A dense kernel point convolutional neural network for chronic liver disease classification with hybrid chaotic slime mould and giant trevally optimizer

Abstract

Chronic liver disease affects liver tissues and can lead to liver failure. Early diagnosis is crucial for providing better treatment and reducing the mortality rate. Traditional methods like biopsy and manual analysis of liver computed tomography scan images are commonly used for diagnosis. However, biopsy is invasive and can cause pain and other complications, while manual analysis by a radiologist is time-consuming and requires expert knowledge. This manuscript presents the Dense Kernel Point Convolutional Neural Network for Chronic Liver Disease Classification with Hybrid Chaotic Slime Mould and Giant Trevally Optimizer (DKPCNN-CLDC-HybCSM-GTO) to improve diagnostic performance. For image segmentation, Fuzzy C-Ordered Means Clustering (IFCMC) method is applied, and for feature extraction, the Intuitionistic Invariant Wavelet Scattering Transform (IWST) is employed. The DKPCNN-CLDC-HybCSM-GTO method is compared with existing methods, including Preoperative Classification of Primary and Metastatic Chronic Liver Disease via Machine Learning-Based Ultrasound Radiomics (PC-PM-LC-MLUR), the Liver Disease Classification from Ultrasound Using Multi-Scale CNN (LDC-US-MS), and the Convolutional Neural Network for Classifying Primary Chronic Liver Disease Based on Triple-Phase CT and Tumor Marker Information (CNN-CPLC-TPCT-TMI).

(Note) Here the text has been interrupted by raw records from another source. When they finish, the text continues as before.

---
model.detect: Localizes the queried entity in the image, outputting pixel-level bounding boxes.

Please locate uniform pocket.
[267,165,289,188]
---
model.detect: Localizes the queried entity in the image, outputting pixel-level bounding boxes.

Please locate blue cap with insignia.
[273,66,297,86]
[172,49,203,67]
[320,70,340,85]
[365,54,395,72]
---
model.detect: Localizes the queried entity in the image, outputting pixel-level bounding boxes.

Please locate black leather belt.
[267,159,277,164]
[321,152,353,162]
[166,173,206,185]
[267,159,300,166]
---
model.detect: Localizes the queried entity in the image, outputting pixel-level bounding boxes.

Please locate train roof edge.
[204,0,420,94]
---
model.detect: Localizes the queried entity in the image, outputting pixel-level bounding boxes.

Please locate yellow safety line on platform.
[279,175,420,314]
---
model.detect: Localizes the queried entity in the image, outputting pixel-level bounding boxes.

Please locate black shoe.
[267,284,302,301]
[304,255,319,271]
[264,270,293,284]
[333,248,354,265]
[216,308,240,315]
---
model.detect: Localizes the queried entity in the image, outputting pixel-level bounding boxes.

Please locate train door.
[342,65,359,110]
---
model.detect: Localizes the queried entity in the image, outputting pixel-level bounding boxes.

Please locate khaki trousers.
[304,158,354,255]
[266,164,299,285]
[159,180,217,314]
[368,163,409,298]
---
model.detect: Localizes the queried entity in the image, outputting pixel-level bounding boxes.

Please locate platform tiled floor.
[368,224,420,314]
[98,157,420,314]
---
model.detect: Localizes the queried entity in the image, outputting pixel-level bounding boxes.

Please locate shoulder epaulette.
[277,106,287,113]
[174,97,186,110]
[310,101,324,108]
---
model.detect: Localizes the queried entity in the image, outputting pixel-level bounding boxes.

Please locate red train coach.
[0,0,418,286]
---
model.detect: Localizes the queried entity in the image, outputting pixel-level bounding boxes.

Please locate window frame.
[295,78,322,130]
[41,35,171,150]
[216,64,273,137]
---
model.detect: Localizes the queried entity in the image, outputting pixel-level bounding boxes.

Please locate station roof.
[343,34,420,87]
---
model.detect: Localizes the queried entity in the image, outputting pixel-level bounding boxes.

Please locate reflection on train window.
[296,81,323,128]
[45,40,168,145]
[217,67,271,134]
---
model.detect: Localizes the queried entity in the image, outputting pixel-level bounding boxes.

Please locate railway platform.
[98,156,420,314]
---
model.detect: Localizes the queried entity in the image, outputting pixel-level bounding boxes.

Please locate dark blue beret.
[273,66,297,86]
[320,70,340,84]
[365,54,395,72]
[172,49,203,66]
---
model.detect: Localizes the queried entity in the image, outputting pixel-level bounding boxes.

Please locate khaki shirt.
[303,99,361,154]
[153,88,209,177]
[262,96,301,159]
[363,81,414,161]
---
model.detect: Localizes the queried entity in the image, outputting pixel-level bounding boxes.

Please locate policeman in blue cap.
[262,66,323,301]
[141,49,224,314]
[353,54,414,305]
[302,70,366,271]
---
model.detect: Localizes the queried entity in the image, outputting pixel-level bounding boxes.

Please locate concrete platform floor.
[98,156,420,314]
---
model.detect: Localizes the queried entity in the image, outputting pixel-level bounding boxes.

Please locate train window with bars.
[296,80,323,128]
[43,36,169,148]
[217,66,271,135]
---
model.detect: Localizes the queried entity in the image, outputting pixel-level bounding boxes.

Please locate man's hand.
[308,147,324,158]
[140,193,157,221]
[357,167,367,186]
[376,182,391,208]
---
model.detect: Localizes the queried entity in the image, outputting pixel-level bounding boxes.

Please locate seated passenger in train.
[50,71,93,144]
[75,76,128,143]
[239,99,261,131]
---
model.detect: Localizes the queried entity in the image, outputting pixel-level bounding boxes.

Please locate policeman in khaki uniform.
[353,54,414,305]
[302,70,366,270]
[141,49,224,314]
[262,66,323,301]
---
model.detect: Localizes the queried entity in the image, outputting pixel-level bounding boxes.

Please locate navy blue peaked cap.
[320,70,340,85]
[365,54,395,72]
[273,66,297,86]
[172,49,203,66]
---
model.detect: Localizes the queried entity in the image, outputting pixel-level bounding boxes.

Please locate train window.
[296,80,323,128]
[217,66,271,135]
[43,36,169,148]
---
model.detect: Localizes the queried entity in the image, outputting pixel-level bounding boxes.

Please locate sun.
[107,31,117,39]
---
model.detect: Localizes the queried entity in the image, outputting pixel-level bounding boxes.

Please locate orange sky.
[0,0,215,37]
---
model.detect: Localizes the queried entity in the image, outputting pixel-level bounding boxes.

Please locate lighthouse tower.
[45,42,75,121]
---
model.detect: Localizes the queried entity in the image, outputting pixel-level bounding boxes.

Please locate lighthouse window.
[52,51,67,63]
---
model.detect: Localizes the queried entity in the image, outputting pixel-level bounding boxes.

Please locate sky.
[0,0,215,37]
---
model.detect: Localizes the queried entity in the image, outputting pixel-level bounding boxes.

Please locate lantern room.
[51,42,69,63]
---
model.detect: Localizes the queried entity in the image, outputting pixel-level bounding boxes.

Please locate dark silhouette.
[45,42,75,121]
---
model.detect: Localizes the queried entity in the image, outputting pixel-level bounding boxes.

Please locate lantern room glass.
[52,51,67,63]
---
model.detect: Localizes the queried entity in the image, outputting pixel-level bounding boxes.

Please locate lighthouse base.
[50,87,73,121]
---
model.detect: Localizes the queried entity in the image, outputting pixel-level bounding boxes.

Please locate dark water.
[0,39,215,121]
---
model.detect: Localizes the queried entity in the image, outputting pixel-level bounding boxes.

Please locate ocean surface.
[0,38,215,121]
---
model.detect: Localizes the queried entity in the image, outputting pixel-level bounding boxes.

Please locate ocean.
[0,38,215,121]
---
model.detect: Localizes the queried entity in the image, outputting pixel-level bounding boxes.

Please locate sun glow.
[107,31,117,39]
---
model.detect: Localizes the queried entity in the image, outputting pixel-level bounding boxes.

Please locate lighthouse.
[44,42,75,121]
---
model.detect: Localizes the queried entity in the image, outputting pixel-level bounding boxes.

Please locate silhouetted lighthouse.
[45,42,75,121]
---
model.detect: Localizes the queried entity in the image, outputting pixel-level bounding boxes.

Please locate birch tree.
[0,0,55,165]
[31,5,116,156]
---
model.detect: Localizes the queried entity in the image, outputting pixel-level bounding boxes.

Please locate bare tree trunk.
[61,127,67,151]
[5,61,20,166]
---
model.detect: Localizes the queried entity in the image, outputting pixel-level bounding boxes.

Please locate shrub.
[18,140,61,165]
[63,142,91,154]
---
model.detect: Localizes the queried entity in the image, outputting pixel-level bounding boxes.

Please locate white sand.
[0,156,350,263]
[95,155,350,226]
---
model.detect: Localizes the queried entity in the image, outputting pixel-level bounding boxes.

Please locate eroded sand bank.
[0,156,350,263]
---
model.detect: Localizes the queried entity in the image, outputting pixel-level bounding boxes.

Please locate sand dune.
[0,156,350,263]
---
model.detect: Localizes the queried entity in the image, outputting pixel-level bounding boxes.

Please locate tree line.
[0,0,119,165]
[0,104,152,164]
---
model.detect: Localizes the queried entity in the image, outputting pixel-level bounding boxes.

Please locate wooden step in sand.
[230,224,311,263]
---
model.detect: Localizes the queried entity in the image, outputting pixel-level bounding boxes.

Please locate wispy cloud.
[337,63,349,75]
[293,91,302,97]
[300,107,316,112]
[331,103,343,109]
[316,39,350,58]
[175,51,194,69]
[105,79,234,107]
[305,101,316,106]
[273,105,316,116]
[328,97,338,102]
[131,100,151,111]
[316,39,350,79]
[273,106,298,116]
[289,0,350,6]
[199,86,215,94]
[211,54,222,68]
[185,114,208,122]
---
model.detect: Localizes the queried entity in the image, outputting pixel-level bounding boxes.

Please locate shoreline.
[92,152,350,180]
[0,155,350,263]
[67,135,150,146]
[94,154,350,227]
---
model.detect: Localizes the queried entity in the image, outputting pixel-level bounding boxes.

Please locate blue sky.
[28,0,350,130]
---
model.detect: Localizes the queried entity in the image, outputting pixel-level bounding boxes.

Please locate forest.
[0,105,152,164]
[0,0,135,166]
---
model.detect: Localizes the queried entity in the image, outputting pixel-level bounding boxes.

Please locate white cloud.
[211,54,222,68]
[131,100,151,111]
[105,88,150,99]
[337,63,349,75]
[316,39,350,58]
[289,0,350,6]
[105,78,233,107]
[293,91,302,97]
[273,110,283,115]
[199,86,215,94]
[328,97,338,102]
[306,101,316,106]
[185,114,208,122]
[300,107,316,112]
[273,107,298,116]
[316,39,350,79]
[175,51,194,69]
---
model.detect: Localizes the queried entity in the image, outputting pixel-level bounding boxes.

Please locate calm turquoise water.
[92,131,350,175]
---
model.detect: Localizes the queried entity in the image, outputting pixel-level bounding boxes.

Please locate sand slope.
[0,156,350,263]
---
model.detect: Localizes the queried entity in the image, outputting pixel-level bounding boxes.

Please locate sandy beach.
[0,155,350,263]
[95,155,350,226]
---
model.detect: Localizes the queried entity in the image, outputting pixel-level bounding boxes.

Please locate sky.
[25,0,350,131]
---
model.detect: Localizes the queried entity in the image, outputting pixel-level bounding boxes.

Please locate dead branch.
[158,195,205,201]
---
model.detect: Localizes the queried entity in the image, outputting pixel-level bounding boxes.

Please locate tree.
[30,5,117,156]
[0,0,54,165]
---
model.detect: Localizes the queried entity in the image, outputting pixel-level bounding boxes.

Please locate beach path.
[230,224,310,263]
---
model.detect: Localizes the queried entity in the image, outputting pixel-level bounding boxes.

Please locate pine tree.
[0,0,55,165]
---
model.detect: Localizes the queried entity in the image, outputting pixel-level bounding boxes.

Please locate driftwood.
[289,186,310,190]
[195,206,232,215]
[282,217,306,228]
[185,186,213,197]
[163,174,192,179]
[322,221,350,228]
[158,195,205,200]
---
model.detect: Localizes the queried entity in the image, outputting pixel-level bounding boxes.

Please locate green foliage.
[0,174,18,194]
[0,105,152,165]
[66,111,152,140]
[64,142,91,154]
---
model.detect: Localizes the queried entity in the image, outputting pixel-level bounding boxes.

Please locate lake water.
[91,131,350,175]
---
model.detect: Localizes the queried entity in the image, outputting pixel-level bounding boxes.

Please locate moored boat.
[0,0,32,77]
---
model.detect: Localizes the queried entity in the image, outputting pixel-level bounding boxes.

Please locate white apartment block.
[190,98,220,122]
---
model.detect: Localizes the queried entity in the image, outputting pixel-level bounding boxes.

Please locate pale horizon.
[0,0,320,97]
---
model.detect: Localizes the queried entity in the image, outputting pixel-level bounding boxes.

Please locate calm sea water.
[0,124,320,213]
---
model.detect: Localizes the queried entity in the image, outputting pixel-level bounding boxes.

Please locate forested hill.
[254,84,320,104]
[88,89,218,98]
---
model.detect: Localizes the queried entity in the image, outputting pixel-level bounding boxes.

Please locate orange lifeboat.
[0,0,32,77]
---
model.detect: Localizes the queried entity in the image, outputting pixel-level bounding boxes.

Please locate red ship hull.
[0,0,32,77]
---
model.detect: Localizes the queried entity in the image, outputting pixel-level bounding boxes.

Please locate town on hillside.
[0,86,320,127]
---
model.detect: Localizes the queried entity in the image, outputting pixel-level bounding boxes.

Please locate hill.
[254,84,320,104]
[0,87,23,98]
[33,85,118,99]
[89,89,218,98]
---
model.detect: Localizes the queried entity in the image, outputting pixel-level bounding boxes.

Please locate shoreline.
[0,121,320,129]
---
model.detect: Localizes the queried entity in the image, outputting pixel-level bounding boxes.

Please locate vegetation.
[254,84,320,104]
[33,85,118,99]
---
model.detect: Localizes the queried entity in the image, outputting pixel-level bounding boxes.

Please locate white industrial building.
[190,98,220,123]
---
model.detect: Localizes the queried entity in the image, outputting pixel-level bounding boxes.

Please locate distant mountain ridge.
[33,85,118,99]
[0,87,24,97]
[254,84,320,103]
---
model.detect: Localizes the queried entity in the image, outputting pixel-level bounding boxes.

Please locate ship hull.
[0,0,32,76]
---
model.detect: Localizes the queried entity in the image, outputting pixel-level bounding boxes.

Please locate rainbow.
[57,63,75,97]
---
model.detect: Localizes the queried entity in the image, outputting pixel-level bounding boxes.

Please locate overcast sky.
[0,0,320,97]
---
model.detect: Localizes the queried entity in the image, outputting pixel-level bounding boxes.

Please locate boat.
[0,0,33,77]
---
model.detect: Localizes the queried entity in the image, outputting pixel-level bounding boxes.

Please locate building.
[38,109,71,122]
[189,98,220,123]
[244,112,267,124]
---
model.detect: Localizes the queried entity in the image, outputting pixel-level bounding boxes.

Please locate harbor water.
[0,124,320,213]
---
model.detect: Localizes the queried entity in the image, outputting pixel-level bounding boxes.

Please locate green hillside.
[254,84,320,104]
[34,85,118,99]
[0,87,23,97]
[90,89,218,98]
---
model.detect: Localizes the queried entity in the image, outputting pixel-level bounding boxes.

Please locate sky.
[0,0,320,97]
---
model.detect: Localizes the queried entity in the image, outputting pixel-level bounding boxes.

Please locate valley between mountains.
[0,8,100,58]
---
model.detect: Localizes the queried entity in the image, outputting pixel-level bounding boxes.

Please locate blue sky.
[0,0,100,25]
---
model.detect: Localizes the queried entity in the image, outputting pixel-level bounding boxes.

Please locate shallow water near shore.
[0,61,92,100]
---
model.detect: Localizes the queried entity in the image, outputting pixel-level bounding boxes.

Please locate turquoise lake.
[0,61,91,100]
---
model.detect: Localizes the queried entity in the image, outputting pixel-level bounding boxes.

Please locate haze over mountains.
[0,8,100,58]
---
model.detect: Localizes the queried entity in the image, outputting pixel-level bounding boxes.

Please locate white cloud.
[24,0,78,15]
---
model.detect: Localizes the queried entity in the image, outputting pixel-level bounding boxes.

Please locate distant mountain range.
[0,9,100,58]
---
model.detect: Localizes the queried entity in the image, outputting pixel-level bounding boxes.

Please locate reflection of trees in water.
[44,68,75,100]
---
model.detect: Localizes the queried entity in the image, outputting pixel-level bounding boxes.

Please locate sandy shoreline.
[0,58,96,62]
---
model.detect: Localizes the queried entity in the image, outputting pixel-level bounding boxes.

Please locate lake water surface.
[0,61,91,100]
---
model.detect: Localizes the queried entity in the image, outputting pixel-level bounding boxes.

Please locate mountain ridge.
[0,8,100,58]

The evaluation metrics include accuracy, precision, sensitivity, specificity, and F1 score. The DKPCNN-CLDC-HybCSM-GTO approach shows significant improvements over existing methods: 22.36%, 25.42%, and 18.27% higher accuracy; 22.36%, 15.42%, and 18.27% higher sensitivity; and 21.36%, 16.42%, and 19.27% higher specificity, respectively. These results demonstrate the method being proposed offers a more a valuable tool for early detection and better treatment outcomes in chronic liver disease.